The Foreign Office has urged British tourists in Australia to heed evacuation orders as deadly bushfires sweep through some of the most heavily populated parts of the country.
A state of emergency has been declared in New South Wales and Queensland after three days of severe weather, with fire chiefs warning the fires will now close on Australia’s largest city of Sydney.
Three people are so far known to have died in the fires, while more than 150 homes across the two eastern states are understood to have been destroyed, displacing thousands of people.
Australian prime minister Scott Morrison said his thoughts were with those who have lost their lives and their families.
Temperatures in the east are forecast to reach 37C on Tuesday, which the New South Wales Rural Fire Service said would likely cause the fires to continue spreading quickly.
The Foreign Office on Monday (11 November) updated its travel advice in light of the fires, warning of “catastrophic fire danger”. “Several bushfires are currently burning across Northern New South Wales extending into the Sunshine Coast region in Queensland, with many residents advised to evacuate,” said the FCO.
“The New South Wales Rural Fire Service have advised the Greater Sydney and Greater Hunter regions will experience catastrophic fire danger on Tuesday 12 November. This is the highest possible level of risk. If you’re in or near an affected area, stay safe and follow the advice of local authorities; in the event of emergency, always dial Triple Zero (000).

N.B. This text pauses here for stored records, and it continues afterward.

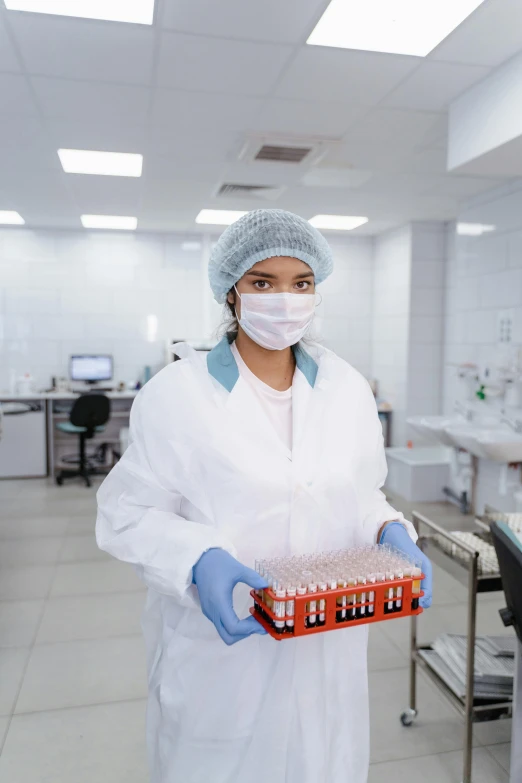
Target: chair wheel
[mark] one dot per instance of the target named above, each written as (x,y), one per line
(408,716)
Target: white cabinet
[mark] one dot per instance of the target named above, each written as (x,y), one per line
(23,445)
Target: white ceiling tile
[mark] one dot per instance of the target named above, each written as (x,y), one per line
(8,59)
(16,97)
(113,196)
(434,84)
(277,21)
(91,101)
(363,78)
(214,64)
(426,161)
(106,134)
(462,187)
(488,37)
(201,145)
(316,118)
(395,128)
(175,109)
(79,49)
(335,177)
(24,138)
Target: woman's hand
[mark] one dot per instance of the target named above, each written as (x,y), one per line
(215,575)
(396,535)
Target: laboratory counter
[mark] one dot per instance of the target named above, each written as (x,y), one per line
(31,445)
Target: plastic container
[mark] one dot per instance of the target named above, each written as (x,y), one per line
(374,609)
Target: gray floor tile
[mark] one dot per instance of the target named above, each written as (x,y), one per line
(34,551)
(33,527)
(494,732)
(437,728)
(91,617)
(382,653)
(502,754)
(72,674)
(98,577)
(78,549)
(441,768)
(19,622)
(26,582)
(4,725)
(86,744)
(12,666)
(82,525)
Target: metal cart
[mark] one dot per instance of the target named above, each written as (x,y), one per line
(465,569)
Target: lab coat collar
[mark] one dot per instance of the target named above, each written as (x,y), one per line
(223,367)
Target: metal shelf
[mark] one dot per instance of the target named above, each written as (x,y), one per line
(464,569)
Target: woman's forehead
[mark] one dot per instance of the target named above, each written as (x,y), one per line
(282,265)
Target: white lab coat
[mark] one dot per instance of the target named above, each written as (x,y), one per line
(206,469)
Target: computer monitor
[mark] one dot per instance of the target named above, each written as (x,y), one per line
(91,368)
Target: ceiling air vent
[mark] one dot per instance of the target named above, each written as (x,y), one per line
(283,154)
(232,189)
(288,151)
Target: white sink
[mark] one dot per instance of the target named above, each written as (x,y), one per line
(498,444)
(433,428)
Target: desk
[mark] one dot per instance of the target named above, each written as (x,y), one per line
(56,407)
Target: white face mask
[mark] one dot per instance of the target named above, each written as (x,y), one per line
(276,321)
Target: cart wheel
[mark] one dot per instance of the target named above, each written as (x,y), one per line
(408,716)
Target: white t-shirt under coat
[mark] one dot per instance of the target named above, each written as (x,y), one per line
(276,404)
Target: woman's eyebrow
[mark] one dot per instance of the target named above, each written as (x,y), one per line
(262,274)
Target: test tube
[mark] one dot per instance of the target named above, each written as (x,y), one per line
(361,598)
(312,605)
(352,599)
(416,572)
(280,607)
(290,608)
(371,595)
(340,614)
(323,587)
(388,606)
(399,574)
(301,590)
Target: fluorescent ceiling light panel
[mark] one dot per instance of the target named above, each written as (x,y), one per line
(218,217)
(119,222)
(412,27)
(9,218)
(109,164)
(337,222)
(134,11)
(473,229)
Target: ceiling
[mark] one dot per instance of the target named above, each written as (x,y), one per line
(207,77)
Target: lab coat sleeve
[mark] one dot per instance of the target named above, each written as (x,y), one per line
(380,510)
(140,517)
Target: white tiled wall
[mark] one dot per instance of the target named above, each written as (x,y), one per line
(391,315)
(484,278)
(428,267)
(74,292)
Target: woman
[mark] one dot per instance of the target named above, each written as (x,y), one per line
(268,447)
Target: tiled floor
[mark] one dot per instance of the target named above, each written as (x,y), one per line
(72,668)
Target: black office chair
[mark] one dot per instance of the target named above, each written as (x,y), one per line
(89,415)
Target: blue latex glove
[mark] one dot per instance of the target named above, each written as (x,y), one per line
(215,575)
(396,535)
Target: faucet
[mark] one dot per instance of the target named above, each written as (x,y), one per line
(464,410)
(514,424)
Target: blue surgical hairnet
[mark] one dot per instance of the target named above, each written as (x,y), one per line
(261,234)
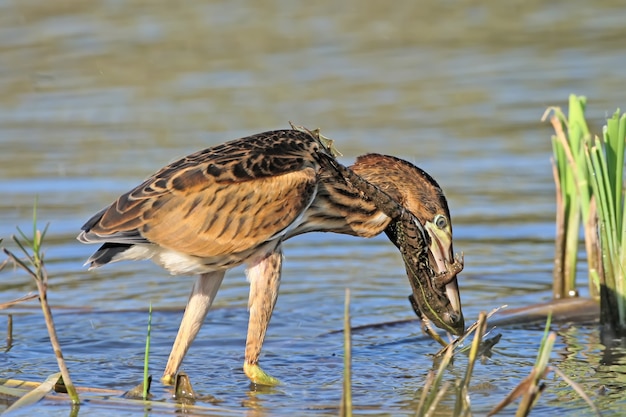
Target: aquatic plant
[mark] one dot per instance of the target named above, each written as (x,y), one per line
(588,172)
(35,267)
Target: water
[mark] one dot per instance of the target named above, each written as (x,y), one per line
(98,95)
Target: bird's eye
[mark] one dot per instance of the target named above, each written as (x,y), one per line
(441,221)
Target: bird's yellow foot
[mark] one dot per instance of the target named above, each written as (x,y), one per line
(258,375)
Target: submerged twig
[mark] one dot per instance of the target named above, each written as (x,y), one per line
(146,385)
(346,398)
(469,331)
(9,331)
(36,394)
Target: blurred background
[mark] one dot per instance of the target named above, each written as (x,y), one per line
(97,95)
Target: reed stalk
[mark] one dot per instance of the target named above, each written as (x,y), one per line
(35,267)
(588,172)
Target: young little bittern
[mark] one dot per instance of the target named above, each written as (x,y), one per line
(237,202)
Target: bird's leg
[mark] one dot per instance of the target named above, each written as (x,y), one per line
(264,277)
(202,296)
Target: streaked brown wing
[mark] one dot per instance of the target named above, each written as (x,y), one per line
(222,200)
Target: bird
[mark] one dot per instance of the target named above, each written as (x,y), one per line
(237,202)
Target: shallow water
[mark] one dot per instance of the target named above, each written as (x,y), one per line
(98,95)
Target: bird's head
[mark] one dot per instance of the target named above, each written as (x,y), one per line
(439,298)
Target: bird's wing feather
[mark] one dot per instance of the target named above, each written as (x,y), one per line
(221,200)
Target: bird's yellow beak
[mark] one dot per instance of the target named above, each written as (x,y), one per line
(441,255)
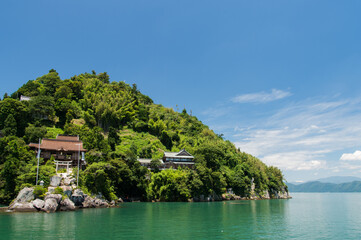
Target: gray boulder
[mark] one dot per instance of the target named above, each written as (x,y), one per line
(69,181)
(67,205)
(23,207)
(77,197)
(50,206)
(67,190)
(57,197)
(38,203)
(55,181)
(95,203)
(25,195)
(52,203)
(51,190)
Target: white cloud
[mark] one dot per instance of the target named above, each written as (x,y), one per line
(303,135)
(261,97)
(356,156)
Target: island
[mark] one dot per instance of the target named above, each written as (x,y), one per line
(118,144)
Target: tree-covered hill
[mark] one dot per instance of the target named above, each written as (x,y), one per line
(118,124)
(317,186)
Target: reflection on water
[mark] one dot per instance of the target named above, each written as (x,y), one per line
(307,216)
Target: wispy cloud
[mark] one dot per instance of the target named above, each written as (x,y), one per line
(356,156)
(261,97)
(303,135)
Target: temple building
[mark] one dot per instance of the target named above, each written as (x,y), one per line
(176,159)
(66,150)
(171,159)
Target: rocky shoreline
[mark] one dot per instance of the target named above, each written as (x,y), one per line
(72,198)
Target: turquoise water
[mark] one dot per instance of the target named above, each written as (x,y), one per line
(306,216)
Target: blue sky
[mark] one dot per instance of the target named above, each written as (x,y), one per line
(280,79)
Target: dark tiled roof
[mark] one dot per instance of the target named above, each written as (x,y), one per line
(61,143)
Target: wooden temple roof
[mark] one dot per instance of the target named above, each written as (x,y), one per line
(61,143)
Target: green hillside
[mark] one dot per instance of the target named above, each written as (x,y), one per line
(117,124)
(317,186)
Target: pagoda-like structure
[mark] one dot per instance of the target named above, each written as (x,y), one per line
(66,150)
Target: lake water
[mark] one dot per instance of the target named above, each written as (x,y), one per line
(306,216)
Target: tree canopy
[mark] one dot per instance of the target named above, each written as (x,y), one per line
(117,124)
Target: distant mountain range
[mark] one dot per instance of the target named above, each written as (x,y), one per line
(330,184)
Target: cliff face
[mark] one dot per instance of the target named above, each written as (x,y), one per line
(117,124)
(269,194)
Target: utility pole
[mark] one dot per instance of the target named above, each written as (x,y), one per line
(37,171)
(77,180)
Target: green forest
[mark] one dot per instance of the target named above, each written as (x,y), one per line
(118,124)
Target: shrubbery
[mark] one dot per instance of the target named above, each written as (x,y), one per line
(117,124)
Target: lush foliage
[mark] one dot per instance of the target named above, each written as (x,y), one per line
(117,124)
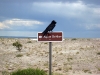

“For more information on fire danger ratings, visit the New South Wales Rural Fire Service website. The New South Wales Rural Fire Service has advised people in areas at risk to move to larger towns, shopping centres or facilities and to keep away from bushland areas.
“If you’re in or near an affected area, stay safe and follow the advice of local authorities: New South Wales Rural Fire Service or Queensland Fire and Emergency Services.”